C. S. Lent and P. D. Tougaw, "A device architecture for computing with quantum dots," in Proceedings of the IEEE, vol. 85, no. 4, pp. 541-557, April 1997, doi: 10.1109/5.573

about quantum dots, it is stated that the basis vectors in the space of quantum states for a single cell (four quantum dots) are of the form $$ |\phi_1\rangle = \left|\begin{array}{cccc}0&0&0&1 \\ 0&0&0&1\end{array}\right> \quad\cdots\quad |\phi_{16}\rangle = \left|\begin{array}{cccc}1&0&0&0 \\ 1&0&0&0\end{array}\right> $$ where the columns are related to the dot in which there is an electron, and the rows tell the projection of the spin (first row meaning that the spin points upwards). Therefore, the authors state that there are ##16## different basis states and that the dimension of the state space for ##N## cells is ##16^N##.

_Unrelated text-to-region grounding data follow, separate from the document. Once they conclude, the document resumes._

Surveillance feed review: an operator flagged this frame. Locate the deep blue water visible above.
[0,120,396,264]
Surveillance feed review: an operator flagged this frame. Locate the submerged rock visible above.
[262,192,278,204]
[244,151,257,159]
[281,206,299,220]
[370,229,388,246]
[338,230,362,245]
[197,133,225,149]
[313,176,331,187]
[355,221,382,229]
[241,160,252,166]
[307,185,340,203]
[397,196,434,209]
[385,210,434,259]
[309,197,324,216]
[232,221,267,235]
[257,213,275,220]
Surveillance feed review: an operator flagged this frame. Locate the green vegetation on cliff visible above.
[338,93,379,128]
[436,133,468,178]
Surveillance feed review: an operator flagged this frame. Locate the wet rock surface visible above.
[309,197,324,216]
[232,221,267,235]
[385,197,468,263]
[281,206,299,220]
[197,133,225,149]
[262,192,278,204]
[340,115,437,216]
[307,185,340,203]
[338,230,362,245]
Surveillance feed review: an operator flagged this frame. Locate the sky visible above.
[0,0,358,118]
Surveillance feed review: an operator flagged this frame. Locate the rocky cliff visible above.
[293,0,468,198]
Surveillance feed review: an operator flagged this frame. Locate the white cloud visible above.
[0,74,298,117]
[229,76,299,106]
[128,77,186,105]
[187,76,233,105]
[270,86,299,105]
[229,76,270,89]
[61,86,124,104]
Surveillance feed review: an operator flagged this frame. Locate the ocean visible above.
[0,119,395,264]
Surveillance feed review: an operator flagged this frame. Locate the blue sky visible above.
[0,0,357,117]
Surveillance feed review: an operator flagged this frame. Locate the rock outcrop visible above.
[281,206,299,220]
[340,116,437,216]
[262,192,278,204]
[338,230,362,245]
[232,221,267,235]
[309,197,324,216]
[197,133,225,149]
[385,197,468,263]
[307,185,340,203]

However, I don't see why they only take into account states in which the electrons have opposite spin projections, and they are ignoring basis states like $$ \left|\begin{array}{cccc}1&1&0&0 \\ 0&0&0&0\end{array}\right> $$

Of course, because of the exclusion principle, the unique possibility for having two electrons in the same dot is that they have opposite spins, like in state $|\phi_1\rangle$, but I don't see why there should be such a restriction for two electrons being in different dots. If we take into account these extra basis states, the dimension of the state space for a single cell would be $$ \dfrac{8!}{2! \cdot 6!} = 28\ , $$ so we have ##28^N## for ##N## cells.

Why aren't these states taken into account?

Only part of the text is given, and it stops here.